AI汎用化時代の家庭医の役割
こうしてAIと医療についての議論をフォローしてみると、その背景に「AIが汎用化するほど、人間にしかできない高度な判断の価値が上がる」という大きなパラドックスというかパラダイムシフトが見えてこないだろうか。これを私の患者たちのケアに当てはめて、家庭医の役割について振り返ってみたい。
① Y.A.さん、M.A.さん
「AIによる効率化」がもたらした「時間の余裕」で、M.A.さんにもケアのフォーカスを当てることができた。もちろん、近未来のAIは「介護負担の数値化」はもとより、「介護者のうつに注意!」というアラートを出すこともできるだろう。
だが、そうしたAIのサポートは参考にしつつも、M.A.さんの気持ちに寄り添い、彼女が義母Y.A.さんに感謝と敬意の念を抱きつつも「家族の絆の軋み」を感じ恐れ始めていることを聴き出して理解するのは人間である家庭医だ。

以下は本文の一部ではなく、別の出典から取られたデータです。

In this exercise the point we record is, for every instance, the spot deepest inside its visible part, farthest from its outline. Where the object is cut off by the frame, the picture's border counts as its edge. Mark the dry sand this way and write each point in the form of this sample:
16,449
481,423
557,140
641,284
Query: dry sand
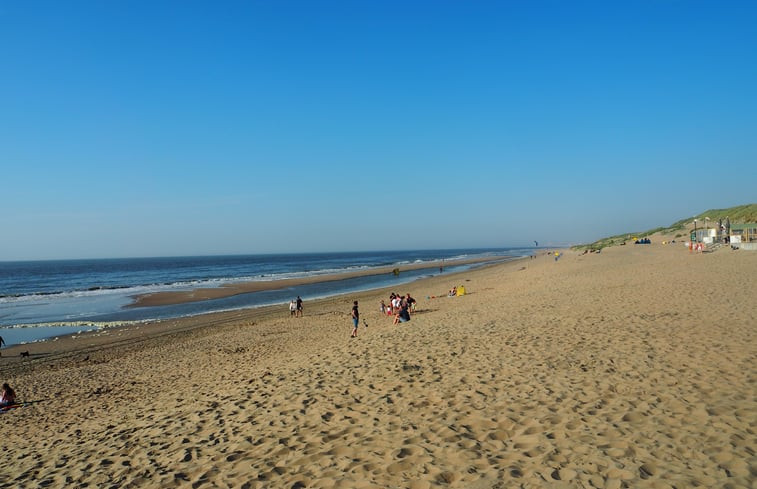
634,367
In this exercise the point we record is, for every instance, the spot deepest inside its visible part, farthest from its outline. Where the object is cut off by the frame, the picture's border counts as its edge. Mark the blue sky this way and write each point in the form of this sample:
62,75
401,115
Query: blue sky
182,128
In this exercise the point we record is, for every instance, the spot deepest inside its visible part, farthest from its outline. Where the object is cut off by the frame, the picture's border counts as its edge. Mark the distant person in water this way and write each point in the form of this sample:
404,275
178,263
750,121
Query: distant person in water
355,319
7,396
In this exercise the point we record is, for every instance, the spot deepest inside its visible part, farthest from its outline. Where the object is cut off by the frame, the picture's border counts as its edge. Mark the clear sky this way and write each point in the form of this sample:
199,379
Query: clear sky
154,128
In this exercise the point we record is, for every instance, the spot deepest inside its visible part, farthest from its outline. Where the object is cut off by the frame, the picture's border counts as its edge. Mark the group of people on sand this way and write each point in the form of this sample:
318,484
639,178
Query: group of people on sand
295,307
396,302
399,307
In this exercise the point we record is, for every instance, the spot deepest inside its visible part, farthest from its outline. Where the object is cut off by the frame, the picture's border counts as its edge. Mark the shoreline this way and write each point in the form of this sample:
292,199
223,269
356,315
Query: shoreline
166,298
596,370
112,336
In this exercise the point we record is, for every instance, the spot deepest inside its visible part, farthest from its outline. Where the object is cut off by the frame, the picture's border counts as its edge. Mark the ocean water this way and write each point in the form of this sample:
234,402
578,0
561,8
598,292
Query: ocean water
43,299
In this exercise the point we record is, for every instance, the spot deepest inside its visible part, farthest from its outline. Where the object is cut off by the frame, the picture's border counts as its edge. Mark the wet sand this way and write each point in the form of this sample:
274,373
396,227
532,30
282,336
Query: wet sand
201,294
635,367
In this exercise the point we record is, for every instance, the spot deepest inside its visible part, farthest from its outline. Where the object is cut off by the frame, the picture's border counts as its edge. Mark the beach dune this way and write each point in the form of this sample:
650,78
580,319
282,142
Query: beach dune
634,367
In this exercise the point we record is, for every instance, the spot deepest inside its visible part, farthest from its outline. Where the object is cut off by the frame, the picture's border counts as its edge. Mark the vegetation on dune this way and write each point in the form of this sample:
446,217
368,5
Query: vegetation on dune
681,229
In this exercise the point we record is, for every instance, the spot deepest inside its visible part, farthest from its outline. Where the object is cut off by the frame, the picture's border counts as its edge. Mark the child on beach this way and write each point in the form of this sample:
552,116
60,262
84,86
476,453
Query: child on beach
7,396
355,319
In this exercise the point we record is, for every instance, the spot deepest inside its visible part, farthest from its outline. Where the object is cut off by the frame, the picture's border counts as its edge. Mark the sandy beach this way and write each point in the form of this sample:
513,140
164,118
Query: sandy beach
634,367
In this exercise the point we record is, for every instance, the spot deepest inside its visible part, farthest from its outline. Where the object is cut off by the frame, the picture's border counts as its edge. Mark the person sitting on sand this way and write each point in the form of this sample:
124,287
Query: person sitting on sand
7,396
411,302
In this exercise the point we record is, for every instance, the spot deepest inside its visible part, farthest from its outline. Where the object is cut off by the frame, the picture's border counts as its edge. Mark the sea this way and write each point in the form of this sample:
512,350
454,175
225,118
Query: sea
40,300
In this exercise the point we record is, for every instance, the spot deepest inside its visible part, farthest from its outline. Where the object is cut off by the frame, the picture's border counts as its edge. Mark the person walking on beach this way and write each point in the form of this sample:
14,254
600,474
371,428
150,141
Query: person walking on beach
355,319
7,396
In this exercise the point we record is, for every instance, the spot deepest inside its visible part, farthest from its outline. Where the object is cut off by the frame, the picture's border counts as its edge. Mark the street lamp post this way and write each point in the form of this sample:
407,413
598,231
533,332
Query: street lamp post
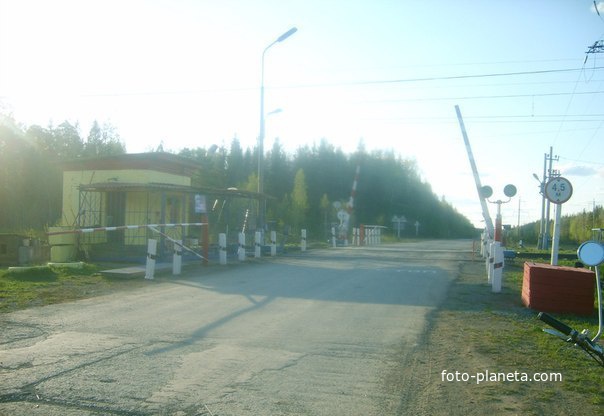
261,208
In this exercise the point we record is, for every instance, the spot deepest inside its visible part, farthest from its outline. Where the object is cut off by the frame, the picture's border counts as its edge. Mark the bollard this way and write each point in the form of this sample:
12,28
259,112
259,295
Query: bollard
241,247
273,243
257,246
222,248
151,256
497,269
489,260
177,258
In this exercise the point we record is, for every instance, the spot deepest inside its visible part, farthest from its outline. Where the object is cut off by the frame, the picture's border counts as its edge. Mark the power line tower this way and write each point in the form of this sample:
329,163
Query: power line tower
597,47
551,173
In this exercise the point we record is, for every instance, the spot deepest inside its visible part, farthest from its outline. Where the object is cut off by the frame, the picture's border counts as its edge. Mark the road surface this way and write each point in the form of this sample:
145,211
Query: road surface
314,333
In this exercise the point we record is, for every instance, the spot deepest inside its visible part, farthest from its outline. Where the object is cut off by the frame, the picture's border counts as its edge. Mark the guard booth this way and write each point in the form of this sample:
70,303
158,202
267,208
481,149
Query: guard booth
122,201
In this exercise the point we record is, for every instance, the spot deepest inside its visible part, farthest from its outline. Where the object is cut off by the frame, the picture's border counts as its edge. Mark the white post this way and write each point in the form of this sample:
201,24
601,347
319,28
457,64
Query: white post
241,248
151,256
556,237
257,245
222,247
497,269
273,243
333,237
177,258
491,261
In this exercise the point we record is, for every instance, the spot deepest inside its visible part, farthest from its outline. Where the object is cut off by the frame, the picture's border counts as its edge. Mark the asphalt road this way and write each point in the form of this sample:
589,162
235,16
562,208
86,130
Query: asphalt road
315,333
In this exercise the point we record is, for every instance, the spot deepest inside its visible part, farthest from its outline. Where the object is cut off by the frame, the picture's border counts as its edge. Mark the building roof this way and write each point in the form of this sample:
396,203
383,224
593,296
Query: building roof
150,187
157,161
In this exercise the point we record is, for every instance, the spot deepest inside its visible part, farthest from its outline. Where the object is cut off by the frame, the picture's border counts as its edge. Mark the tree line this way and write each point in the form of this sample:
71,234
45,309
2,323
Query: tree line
574,228
304,186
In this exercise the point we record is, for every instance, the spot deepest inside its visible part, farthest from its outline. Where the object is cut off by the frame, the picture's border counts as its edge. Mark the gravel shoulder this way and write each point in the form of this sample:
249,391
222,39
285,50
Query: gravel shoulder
475,331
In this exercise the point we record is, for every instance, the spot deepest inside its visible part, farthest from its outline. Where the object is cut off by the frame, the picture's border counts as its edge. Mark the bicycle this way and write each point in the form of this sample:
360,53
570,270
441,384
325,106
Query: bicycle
591,253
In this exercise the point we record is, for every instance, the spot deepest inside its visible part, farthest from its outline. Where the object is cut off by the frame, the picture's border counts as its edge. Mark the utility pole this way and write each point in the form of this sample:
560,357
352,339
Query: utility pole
550,174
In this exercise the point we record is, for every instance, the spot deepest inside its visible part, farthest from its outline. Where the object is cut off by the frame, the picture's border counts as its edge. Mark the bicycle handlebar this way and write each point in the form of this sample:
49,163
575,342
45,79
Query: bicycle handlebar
554,323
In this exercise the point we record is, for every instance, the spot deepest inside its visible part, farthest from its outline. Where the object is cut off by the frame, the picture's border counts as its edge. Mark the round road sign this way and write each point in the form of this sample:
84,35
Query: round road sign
558,190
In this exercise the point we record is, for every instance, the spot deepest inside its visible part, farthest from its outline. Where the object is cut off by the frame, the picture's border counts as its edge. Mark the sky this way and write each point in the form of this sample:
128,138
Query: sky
385,73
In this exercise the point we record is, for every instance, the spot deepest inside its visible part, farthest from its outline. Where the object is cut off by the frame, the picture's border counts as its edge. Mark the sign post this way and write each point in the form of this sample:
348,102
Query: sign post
557,190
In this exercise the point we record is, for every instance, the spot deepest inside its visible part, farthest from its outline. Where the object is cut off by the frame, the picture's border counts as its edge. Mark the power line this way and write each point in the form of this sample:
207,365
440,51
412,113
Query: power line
482,97
340,84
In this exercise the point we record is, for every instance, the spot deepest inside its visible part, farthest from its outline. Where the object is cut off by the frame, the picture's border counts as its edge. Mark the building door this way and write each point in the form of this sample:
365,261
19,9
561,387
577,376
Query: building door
116,215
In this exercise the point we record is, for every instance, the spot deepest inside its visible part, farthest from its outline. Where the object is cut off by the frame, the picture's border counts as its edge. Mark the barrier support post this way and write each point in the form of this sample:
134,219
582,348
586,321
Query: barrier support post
177,258
497,269
241,247
273,243
222,248
257,246
151,257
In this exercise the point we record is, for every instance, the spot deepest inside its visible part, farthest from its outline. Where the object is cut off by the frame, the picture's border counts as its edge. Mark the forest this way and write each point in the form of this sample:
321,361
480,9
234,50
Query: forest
304,185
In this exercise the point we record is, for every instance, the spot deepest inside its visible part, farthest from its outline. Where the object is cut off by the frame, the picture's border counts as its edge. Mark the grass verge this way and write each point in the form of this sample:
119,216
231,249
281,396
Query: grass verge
45,285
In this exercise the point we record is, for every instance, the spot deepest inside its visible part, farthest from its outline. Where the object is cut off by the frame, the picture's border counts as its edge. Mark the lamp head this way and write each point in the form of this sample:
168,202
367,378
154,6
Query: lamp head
287,34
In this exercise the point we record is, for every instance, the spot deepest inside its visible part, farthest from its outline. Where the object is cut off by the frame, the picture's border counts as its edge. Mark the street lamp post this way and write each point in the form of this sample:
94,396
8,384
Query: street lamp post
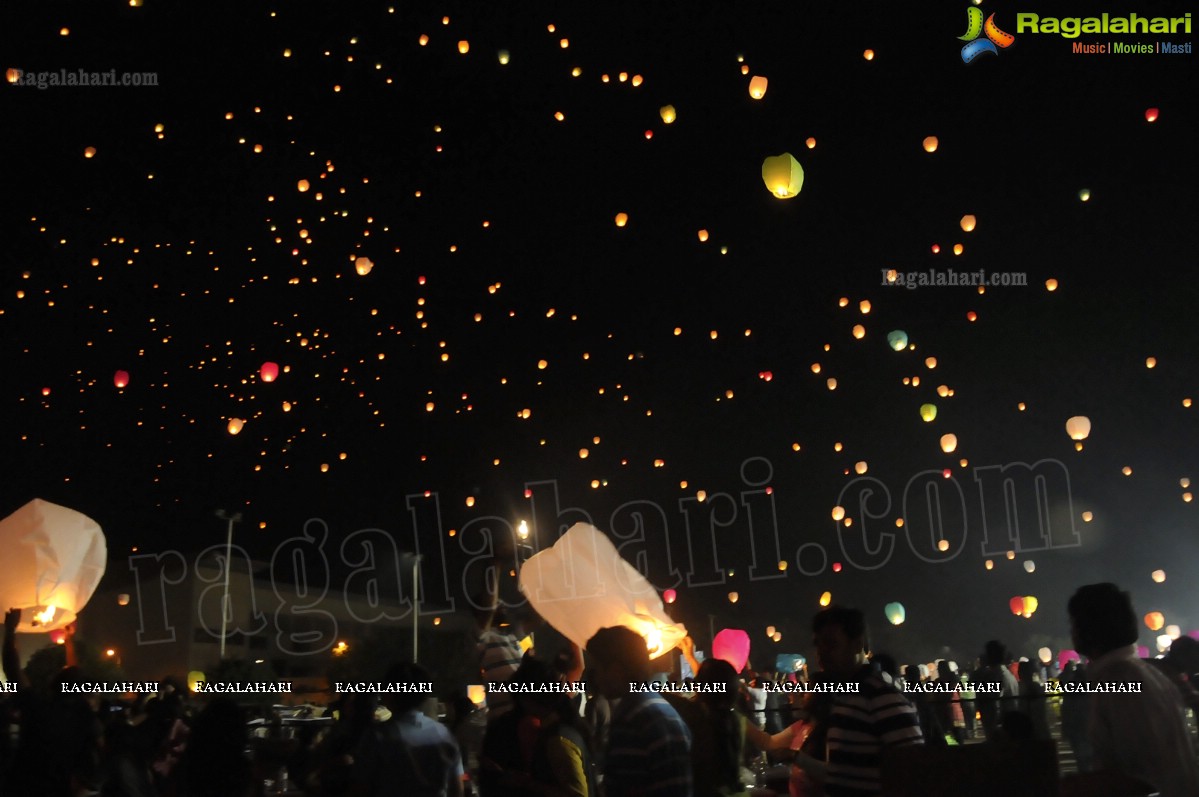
226,609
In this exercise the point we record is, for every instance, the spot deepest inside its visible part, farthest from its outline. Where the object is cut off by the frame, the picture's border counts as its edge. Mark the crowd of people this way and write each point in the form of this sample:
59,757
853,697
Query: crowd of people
831,730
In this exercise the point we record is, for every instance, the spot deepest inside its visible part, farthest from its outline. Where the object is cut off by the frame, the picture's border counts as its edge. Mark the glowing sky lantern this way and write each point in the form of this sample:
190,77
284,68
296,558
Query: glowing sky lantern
54,557
783,175
731,645
897,339
1078,427
580,585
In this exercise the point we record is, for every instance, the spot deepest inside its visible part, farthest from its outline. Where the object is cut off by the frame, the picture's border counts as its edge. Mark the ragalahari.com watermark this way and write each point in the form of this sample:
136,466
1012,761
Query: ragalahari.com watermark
79,78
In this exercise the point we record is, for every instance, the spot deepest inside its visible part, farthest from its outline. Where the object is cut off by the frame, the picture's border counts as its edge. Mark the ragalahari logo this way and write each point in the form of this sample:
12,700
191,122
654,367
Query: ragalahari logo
975,28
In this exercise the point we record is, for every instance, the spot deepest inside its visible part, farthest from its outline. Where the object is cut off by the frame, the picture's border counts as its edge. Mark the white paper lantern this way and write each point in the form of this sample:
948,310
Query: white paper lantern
53,560
582,584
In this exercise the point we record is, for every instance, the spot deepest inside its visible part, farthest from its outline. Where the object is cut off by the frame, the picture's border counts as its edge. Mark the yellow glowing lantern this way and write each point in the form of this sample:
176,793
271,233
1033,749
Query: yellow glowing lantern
783,175
1078,427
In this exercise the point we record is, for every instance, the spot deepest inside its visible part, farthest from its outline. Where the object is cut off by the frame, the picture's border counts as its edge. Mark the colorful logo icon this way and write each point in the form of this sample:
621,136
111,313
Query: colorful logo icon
975,28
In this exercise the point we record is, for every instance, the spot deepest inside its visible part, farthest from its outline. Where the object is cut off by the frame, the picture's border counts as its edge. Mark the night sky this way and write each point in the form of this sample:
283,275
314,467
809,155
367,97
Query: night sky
188,257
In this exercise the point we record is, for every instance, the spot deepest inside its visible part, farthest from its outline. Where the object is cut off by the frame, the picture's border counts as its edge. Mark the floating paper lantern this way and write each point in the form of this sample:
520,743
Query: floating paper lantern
54,557
783,175
580,585
1078,427
731,645
897,339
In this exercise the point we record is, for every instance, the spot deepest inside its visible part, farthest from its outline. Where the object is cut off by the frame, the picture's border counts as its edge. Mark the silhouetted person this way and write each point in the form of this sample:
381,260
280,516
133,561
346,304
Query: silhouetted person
1139,740
649,744
215,762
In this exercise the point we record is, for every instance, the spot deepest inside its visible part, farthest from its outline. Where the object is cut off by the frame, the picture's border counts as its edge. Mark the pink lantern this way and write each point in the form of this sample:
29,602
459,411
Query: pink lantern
733,646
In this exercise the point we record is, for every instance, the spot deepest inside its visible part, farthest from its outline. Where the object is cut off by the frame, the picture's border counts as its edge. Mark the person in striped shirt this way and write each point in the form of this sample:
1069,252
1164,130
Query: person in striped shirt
649,744
867,714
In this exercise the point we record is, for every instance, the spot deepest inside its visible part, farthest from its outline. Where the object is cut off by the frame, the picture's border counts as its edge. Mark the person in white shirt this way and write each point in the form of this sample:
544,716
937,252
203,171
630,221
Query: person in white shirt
1139,737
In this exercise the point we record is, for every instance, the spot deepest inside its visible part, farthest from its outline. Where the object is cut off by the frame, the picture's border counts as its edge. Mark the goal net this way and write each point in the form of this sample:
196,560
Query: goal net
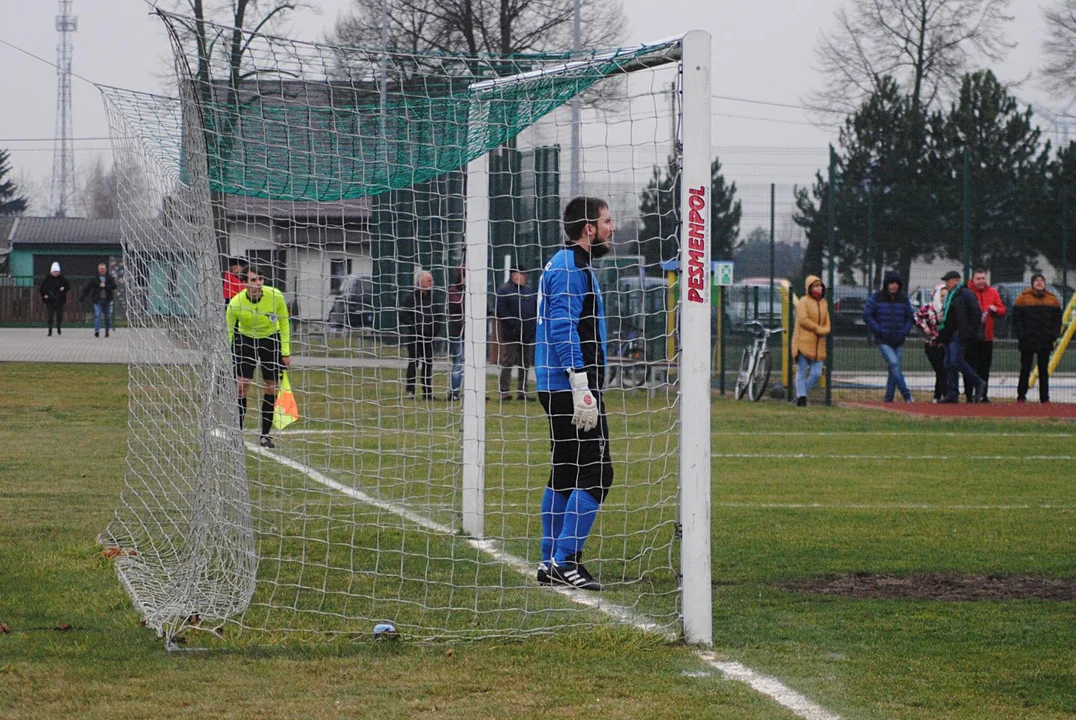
409,492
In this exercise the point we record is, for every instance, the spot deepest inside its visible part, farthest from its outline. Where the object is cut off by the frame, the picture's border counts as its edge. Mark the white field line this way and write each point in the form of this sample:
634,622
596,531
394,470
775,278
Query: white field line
736,434
618,612
800,704
886,506
764,685
807,455
642,454
844,506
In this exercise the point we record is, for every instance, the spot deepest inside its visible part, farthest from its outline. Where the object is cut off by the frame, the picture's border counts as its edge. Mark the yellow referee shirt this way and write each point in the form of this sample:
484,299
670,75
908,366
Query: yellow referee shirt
262,319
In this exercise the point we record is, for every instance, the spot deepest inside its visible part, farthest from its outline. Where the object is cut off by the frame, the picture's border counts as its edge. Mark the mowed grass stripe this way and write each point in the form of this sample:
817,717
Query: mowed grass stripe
907,660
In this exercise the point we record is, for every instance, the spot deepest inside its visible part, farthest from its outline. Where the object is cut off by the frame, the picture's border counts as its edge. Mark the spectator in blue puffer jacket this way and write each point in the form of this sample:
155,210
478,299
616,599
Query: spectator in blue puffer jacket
889,316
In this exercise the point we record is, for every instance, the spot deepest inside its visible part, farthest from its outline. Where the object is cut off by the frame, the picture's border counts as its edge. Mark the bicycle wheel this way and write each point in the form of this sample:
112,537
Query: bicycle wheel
742,378
759,378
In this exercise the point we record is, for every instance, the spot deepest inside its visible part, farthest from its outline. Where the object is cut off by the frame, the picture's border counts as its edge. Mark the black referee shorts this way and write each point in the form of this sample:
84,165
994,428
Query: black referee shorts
581,461
251,352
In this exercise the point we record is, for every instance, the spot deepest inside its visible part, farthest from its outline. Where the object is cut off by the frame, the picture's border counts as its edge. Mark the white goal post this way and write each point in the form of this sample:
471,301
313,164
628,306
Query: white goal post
347,174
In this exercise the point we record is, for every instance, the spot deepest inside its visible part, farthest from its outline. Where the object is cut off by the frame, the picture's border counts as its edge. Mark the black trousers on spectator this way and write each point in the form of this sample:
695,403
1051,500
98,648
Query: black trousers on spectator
54,312
980,356
421,364
512,355
936,355
1044,375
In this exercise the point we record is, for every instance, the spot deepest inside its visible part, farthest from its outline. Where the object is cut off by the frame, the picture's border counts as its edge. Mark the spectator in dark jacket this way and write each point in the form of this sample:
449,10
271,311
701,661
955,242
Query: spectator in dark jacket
889,316
961,324
1036,322
517,323
457,305
54,290
100,290
419,327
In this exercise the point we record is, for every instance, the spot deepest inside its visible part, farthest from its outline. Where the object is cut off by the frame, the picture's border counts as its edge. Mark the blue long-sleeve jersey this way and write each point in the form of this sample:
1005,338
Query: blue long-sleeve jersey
571,329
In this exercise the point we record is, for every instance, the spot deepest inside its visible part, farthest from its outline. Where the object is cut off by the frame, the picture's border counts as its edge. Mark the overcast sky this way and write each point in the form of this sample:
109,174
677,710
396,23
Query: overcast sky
763,51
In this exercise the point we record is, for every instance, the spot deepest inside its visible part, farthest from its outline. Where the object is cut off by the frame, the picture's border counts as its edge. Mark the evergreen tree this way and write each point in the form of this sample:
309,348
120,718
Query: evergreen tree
660,210
10,202
1008,178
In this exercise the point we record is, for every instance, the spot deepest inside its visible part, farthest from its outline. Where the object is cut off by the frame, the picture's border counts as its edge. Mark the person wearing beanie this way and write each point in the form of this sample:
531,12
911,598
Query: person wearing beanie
54,290
980,350
889,316
961,323
808,339
1036,323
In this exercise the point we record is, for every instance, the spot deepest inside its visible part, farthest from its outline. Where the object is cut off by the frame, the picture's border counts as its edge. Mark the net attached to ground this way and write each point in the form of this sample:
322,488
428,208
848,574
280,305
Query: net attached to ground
342,173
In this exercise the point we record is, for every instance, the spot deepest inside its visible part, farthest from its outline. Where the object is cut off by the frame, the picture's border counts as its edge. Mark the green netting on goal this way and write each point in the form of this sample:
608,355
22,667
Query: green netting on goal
344,174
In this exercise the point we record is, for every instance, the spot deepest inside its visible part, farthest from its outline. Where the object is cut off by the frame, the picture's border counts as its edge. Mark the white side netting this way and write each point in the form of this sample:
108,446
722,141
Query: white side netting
342,173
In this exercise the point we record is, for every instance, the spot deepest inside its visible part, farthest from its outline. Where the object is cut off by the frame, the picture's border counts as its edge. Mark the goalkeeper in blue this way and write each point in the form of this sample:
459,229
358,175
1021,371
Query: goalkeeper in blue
570,366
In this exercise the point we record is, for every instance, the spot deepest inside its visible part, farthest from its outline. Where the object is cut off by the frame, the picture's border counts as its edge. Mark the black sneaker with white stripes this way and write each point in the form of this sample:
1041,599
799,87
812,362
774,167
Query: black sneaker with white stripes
542,577
574,575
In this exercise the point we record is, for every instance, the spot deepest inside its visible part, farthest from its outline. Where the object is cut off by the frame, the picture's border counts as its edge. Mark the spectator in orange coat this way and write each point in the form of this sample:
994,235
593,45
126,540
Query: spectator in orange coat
980,351
808,343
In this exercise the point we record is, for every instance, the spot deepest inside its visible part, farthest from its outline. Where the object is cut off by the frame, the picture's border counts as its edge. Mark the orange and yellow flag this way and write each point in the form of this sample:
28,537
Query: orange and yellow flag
286,410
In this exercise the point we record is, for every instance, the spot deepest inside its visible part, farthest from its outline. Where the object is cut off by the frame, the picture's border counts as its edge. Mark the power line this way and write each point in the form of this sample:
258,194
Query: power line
48,62
775,120
48,150
53,139
778,104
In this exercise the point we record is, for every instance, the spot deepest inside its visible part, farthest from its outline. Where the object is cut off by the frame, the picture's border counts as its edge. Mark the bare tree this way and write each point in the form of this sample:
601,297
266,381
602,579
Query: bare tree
497,28
217,34
1059,72
100,194
926,45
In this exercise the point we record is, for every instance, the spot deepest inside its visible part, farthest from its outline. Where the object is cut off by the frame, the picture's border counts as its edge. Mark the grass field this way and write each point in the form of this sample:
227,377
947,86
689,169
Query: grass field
798,495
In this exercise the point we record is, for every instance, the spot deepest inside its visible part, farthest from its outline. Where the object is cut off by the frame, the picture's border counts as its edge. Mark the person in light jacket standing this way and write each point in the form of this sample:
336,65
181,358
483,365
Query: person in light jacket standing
808,342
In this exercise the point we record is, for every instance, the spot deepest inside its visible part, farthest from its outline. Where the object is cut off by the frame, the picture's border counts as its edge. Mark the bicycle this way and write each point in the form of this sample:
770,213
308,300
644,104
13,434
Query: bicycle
755,363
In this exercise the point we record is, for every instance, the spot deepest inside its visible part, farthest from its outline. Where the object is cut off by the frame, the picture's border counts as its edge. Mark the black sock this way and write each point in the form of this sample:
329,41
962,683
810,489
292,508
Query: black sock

家庭医は、Y.A.さんの治療計画に「M.A.さんの休息」を組み込み、地域のケアマネジャーと連携するかもしれない。それは単なる医療行為ではなく、家庭医が提供する「包括的な家族ケア」の一環である。「家族というシステム」がうまく機能して、Y.A.さんのケアが持続可能となるようにマネジメントをすることも、家庭医の仕事である。
② R.S.さん
ここでは「信頼の基盤」が重要である。
AIは、出生前診断のターゲットとそれぞれの検査の意味を理解するための教育ツールは提供してくれる。膨大なリスクのデータも教えてくれる。だが、R.S.さんが生きてきた歴史と価値観を理解した上で、シングルマザーとして彼女がこれから送る毎日の生活感というか『手触り』までは教えてくれない。
AIは最適な「検査・治療ルート」のシミュレーションを提示できても、R.S.さんの「人生の選択」を正当化することはできない。彼女がどんな意思決定をしても、それを尊重し、R.S.さんと産まれてくる子にとっての「真の代理人」としての家庭医が必要である。
家庭医は、AIが導き出す「最適解」を患者が納得できる「納得解」へと変える触媒になるだろう。技術革新が進むほど、誰にも相談できない重荷を背負った患者にとって、共に悩み、不確実性に耐え、意思決定の責任を分かち合う「人間の家庭医」の存在が不可欠になる。
③ K.M.さん、N.M.さん
熟練の機械工であるK.M.さんには「AIによる予測」が武器になった。単なる脅しではなく、客観的なデータを用いて「父親が健康でいることの戦略的価値」を伝えることに成功した。それが、73歳にもなるのにスマートフォンの使い方を覚えてくれて、健康アプリを使うことのインセンティブになったのだ。
「K.M.さん、AIの予測では、今無理を重ねると半年以内にあなたが倒れる可能性が高い。そうなれば、N.M.さんを守る人がいなくなってしまいます」
並行して、家庭医のネットワークを使って、ソーシャルワーカー(社会福祉士)と連携して地域の発達障害支援センターや障害者就労支援センターなどへの紹介ができたことも、やがてN.M.さんにやってくる自立への促しとK.M.さんにとっての安心になるだろう。
ちなみに、近未来ではない現在においては、日本で使用できる健康アプリの質は玉石混交で、保険診療の対象となる(医師の処方に基づいて使用する)ものは、高血圧とニコチン依存症の2つのみである。心血管リスク軽減のための行動変容やメンタルヘルスの非薬物療法など、有益性と費用対効果に優れた健康アプリがあっても、より高額な薬物療法が優先的に保険診療の対象となる傾向があることは残念である。